The Air Force was reportedly interested in the RD-170, reportedly the best liquid-fuel rocket engine in the world.

“The shopping spree, begun by the military” soon attracted a number of federal agencies who visited the Soviet Union in the early ’90s “to evaluate a host of high technologies,” Broad wrote.

There was, however, considerable resistance to this “shopping spree” by U.S. space technology companies who strongly opposed being undersold at the Soviet “yard sale,” according to NASA Administrator Admiral Richard Truly.

There were also different opinions at different levels of management: “It’s schizophrenic,” one industry expert said. “Middle management will talk to the Soviets, who get all excited. But when it goes to the next step, upper management is not interested, leaving the Soviets up in the air. That’s also the problem on the Soviet side. Middle management tries to cut a deal.”

Rabe says “middle-management” used joint ventures like ISP to transfer technology and names the players.

In 1993, a U.S. Army colonel named Aleksander Einseln, who worked at NATO headquarters in Brussels, left his home near San Jose to take over the command of the former Soviet military forces in his native Estonia, which became independent in 1991.

Einseln continued to report to NATO command from his position in the former Soviet republic until early 1995.

While Einseln probably knew about the technology shipment on Estonia and apparently provided troops to escort it to the harbor, Rabe told AFP she does not think he was the author of the ill-fated transfer operation.

A high-ranking military attaché from the German Bundesmarine told Rabe that when he visited Einseln in his office in the Estonian capital, Tallinn, for a meeting on the day of the disaster, he asked about the sinking.

“That was an attack against us,” said.
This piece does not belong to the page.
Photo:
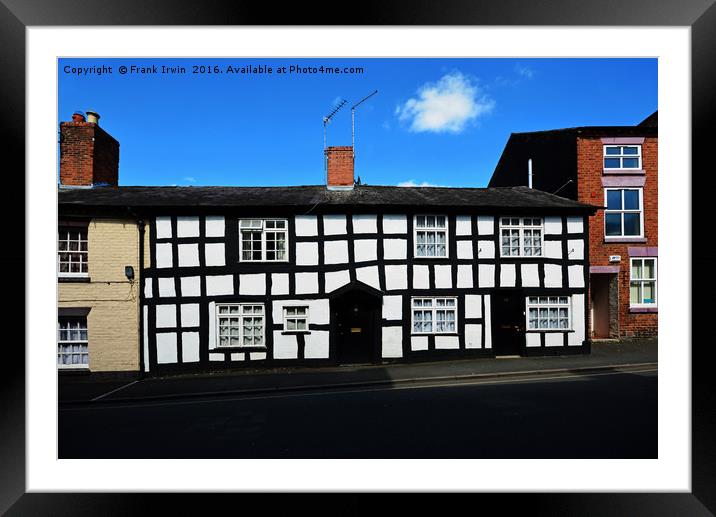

Einseln.

Einseln, however, later denied being in Tallinn on Sept. 28 and told reporters, including German Spiegel TV, that he had been in the United States that day.

Hours after, the Estonian chief of Estline, the company that operated Estonia, said the ferry had been attacked.

Estline’s chief, Johannes Johanson, said, “Estonia was sunk by assault.”

Rabe explains how divers hired by the Swedish government spent hours breaking into cabins frantically searching for a black attaché case carried by a Russian space technology dealer, Aleksandr Voronin.

Voronin owned a company in Tallinn called “Kosmos Association” while his brother, Valeri, had a similar company in Moscow that traded weapons and space technology.

The official divers worked for Rockwater, a subsidiary of Brown & Root Energy Services (BRES), and had signed lifetime contracts obliging them to remain silent about what they did on the wreck resting 250 feet below the surface.

BRES is a subsidiary of Halliburton, formerly directed by Vice President Dick Cheney since 1995.

Rabe told AFP that Rockwater was not the low bidder but received the job by Johan Franson, head of the Swedish Maritime Administration.

Secrecy, Rabe says, was of paramount importance.

According to Rabe, video footage from the official dive, done during the first four days of December 1994, shows how divers frantically searched the cabins breaking the locks to find a black leather case.

Putin Stops The Transfers

Finally, the case was found in Cabin No. 6130, a cabin usually used by one of the ferry’s missing captains, Avo Piht. The diver read from the case: “It says Aleksandr Voronin. Does that ring any bells up there?”

Rabe points to a group of Russian nationalists from the Soviet intelligence agencies as being the culprits behind the actual sinking of Estonia. According to Rabe’s sources, the so-called Felix Group included Vladimir Putin and Ivan Ivanov, respectively the current president and foreign minister of Russia, who were strongly opposed to the wholesale looting of the Soviet arsenal.

The window of easy access to Soviet military secrets slammed shut in July 1998 when Putin was appointed director of Russia’s Federal Security Service. The Voronin company was liquidated and the American firms that dealt with them went out of business.

According to Rabe, the sinking of Estonia is summed up in one of the book’s concluding sentences: “It was the perfect coup, which could have only been carried out by secret services or groups which include former members of the secret services as members, like the networks of terrorists, regardless of their origin or motivation.”